Change in Mississipp ...

Change in Mississippi Contractor’s Tax Impacts Refinery Owners and Contractors That Construct Improvements at Refineries

May 1, 2010 | by J. Paul Varner

The Mississippi Legislature recently passed during its 2010 regular session, and Governor Haley Barbour recently signed, House Bill 1684, which modifies the manner in which the Mississippi contractor’s tax applies to owners of refineries and contractors that construct improvements at refineries. This legislation streamlines the administration of the Mississippi contractor’s tax for refinery owners by (i) eliminating the tax on contractors that engage in construction activities at refineries and (ii) imposing a similar tax on refinery owners that engage contractors to construct improvements at the refinery. This change creates a direct pay relationship between the refinery owner and the Tax Commission for payment of this tax, which is similar to the direct pay relationship between a manufacturer and the Tax Commission for payment of Mississippi sales tax.
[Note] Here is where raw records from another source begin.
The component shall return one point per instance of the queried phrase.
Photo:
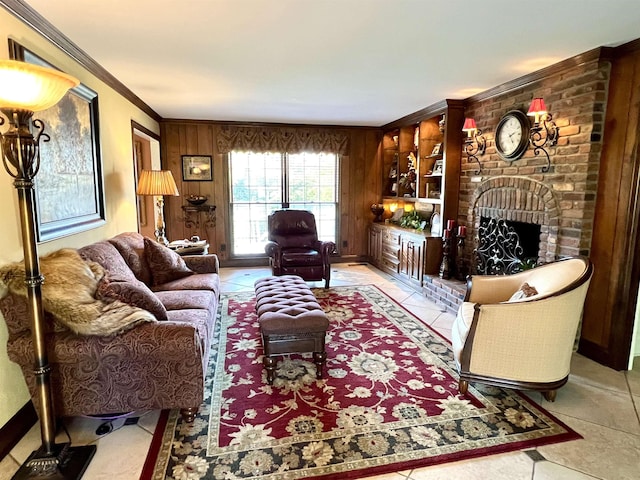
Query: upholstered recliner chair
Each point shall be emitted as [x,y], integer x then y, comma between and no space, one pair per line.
[294,248]
[518,331]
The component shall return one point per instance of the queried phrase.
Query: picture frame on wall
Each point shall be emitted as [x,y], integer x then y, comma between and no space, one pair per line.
[70,162]
[197,168]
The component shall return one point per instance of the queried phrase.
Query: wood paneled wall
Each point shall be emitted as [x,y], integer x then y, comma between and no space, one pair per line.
[610,307]
[359,175]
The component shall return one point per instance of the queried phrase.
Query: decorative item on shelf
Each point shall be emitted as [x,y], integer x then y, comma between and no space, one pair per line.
[475,144]
[378,210]
[25,89]
[158,183]
[447,266]
[461,264]
[437,150]
[393,176]
[436,224]
[442,123]
[408,180]
[413,220]
[438,167]
[544,132]
[196,199]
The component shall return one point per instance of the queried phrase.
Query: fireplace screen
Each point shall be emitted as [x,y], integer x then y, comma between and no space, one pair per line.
[506,247]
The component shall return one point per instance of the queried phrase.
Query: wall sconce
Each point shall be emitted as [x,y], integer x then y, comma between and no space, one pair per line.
[158,183]
[544,132]
[25,89]
[475,144]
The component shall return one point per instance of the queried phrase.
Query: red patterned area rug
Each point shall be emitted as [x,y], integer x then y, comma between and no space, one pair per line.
[388,401]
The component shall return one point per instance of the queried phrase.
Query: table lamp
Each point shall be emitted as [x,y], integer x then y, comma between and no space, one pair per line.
[158,183]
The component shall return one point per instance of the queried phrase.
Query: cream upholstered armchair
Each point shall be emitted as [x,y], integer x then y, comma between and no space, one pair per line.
[518,331]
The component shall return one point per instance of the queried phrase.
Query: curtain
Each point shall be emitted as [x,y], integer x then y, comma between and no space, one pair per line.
[282,139]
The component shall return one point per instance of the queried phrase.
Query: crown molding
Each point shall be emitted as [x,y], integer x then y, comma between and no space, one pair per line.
[38,23]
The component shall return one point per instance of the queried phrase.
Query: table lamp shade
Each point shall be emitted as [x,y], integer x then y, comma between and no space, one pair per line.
[24,86]
[157,182]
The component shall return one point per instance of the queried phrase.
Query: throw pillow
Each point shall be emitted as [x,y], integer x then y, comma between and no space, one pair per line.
[132,292]
[165,264]
[525,291]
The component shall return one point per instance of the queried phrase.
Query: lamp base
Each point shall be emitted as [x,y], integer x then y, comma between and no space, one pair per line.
[65,463]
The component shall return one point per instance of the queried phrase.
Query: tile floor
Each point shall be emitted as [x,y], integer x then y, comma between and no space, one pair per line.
[601,404]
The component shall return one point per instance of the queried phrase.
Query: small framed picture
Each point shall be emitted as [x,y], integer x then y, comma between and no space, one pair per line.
[196,168]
Under current law, Miss. Code Section 27-65-21 imposes a 3.5% tax on “prime” contractors in connection with certain construction projects in Mississippi, which is commonly referred to as the Mississippi contractor’s tax. The Mississippi contractor’s tax only applies to the construction of improvements that are classified as non-residential real property where the consideration for the contact exceeds $75,000. It does not apply to the construction of personal property or residential real property.

Contractors include the tax in the bid price so that the project owner bears the economic burden of the tax, but it is not technically a pass through tax like the sales tax. Because the tax is imposed on the total consideration paid by the project owner to the contractor, which includes the embedded tax, the contractor’s tax includes a “tax on a tax” element. Under current law, a contractor is required to file an application for a Material Purchase Certificate with the Mississippi Tax Commission before construction on a taxable project commences, and the contractor must either pay the tax in advance or post a performance bond. The Material Purchase Certificate allows the contractor to purchase the component materials for the project free of the normal retail sales tax.

The refurbishment and renovation of refineries often costs tens, and sometimes even hundreds, of millions of dollars and involves large numbers of specialty contractors. Because petroleum refineries are highly complex industrial facilities, determining whether a construction project involves real property (subject to the contractors’ tax) or personal property (subject to the sales tax) is a significant administrative burden for construction contractors, the Tax Commission, and the refinery owner.

Under the current law, it is not uncommon for a contractor to improperly classify a construction project at a refinery for contractor’s tax purposes. This has resulted in some refineries paying contractor’s tax on projects that should not have been taxed or being double taxed on some component parts of the project. Refinery owners in this situation have to file a claim for refund with the Mississippi Tax Commission to recover this tax overpayment, which puts an unnecessary manpower burden on both the refinery owner and the Tax Commission.

House Bill 1684 recognizes that refinery owners are in the best position to determine whether a given construction project is subject to the contractor’s tax. The bill amends Section 27-65-21 to exempt contractors that engage in construction activities at refineries from the tax imposed by that section. It adds new Section 27-65-24, which imposes a tax on refinery owners at the rate of 3.5% on 103.5% (this preserves the “tax on a tax” element of current law) of the consideration paid to contractors for the construction of improvements that are properly classified as real property. As a result, the bill shifts the responsibility for paying the contractors’ tax only for construction projects at refineries from the contractors to the refinery owner.

The stated intent of the Bill is to establish a structure that will reduce the administrative burden of the Mississippi Tax Commission related to the collection of the contractor’s tax owed as a result the construction of improvements for refinery owners. It seeks to achieve this goal by removing the contractor as the conduit for the payment of the tax and centralizing the tax payment obligation with the refinery owner. Under the new law, the Mississippi Tax Commission will no longer have to audit numerous contractors working on various projects at a single refinery to determine if the proper amount of contractor’s tax is being paid. It can now look to the refinery owner to determine if the proper amount of contractor’s tax is being paid on the various construction projects at its refinery.

This change in the manner of administering the Mississippi contractor’s tax for construction projects at refineries should benefit the Tax Commission because its staff will process fewer contractor applications, bonds, and tax payments. It will also require fewer audits to collect the same amount of tax. The refinery owners and contractors who construct improvements at refineries will also benefit from a reduced administrative burden in complying with the contractor’s tax. House Bill 1684 is effective July 1, 2010.